А пока 21-летний Арсений Александрович Тарковский не мог не наслаждаться чистым академическим знанием, которое получал от профессоров еще императорских университетов.
Тарковский и его однокурсники принадлежали к поколению, чье мировоззрение формировалось на сломе эпох, на краю своего рода тектонического разлома, которого еще не было в русской истории прежде. Будучи рожденными и воспитанными в одной стране, жить, работать, заниматься творчеством и строить свои семьи они должны были уже в другой.
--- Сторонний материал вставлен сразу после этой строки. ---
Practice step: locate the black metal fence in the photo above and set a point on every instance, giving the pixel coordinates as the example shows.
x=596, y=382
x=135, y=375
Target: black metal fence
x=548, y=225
Надо сказать, что Арсений достаточно энергично включился в это неистовое коловращение середины-конца двадцатых годов, настойчиво и целеустремленно прокладывая себе путь профессионального литератора. Так, он сотрудничал с журналом «Прожектор» и газетой «Гудок», писал стихотворные фельетоны, басни, судебные очерки. С 1929 года Тарковский начал получать ежемесячную стипендию Фонда помощи начинающим писателя при Госиздате, а в 1931 году приступил к работе на Всесоюзном радио в редакции литературно-художественного вещания, по заказу которой начал пьесу «Стекло» о героях-стеклодувах. Однако адекватно отозваться на рапповский призыв показать ударников пятилетки Тарковскому все-таки не удалось. Все дело испортил родоначальник российского стекольного производства Михайло Васильевич Ломоносов, который неожиданно появился в конце пьесы и обратился к потомкам с назидательной речью. С обвинением в буржуазном мистицизме Арсика уволили, и это по тем временам было меньшим из зол.
Весь ход событий, поиски жанра, формы, стиля и метода, как правило сводившиеся к поиску заработка, все более укрепляли уверенность Арсения в том, что только поэзия является его единственным предназначением, которому необходимо отдать всего себя. Спустя годы Тарковский скажет: «Дух человеческий, органически претворенный в художественную мысль, в ритмическое и образное движение стиха, в пластическую его выразительность – вот соль поэзии, ее сердцевина и суть. Самый большой грех поэта – когда он поэзию превращает в «литературу». При этом неизбежно отмирают обильные, питаемые живительными соками корни поэзии. Поэзия же нужна душе как хлеб, как воздух, как земная опора и небесная твердь. Она тождественна в лучших своих образцах деятельному самопознанию духа, и в этом ее смысл, ее зерно».
Стало быть, существовала «литература» и литература.
Были писательские митинги, конференции, многомиллионные тиражи, правительственные награды и премии. А были узкая, как пенал, комната с венецианским окном, что выходит в сад, стол, пепельница на столе и в любое время года открытая форточка, потому что у Арсения слабые легкие, и ему всегда нужен был свежий воздух.
Но что было делать с этой второй, другой литературой, когда рев манифестаций нарастал, а призывы Леопольда Авербаха и иже с ним очистить ряды советских писателей от попутчиков, то есть тех, кто пытался остаться в стороне от великого дела Ленина-Сталина, звучали все громче и напористей?
Вопрос без ответа.
Точнее сказать, ответ, конечно, был, но тогда начинающий поэт метался в поисках выхода, а точнее, входа туда, куда он уже сделал первые шаги и даже купил по этому случаю печатную машинку, что по тем временам было событием абсолютно экстраординарным.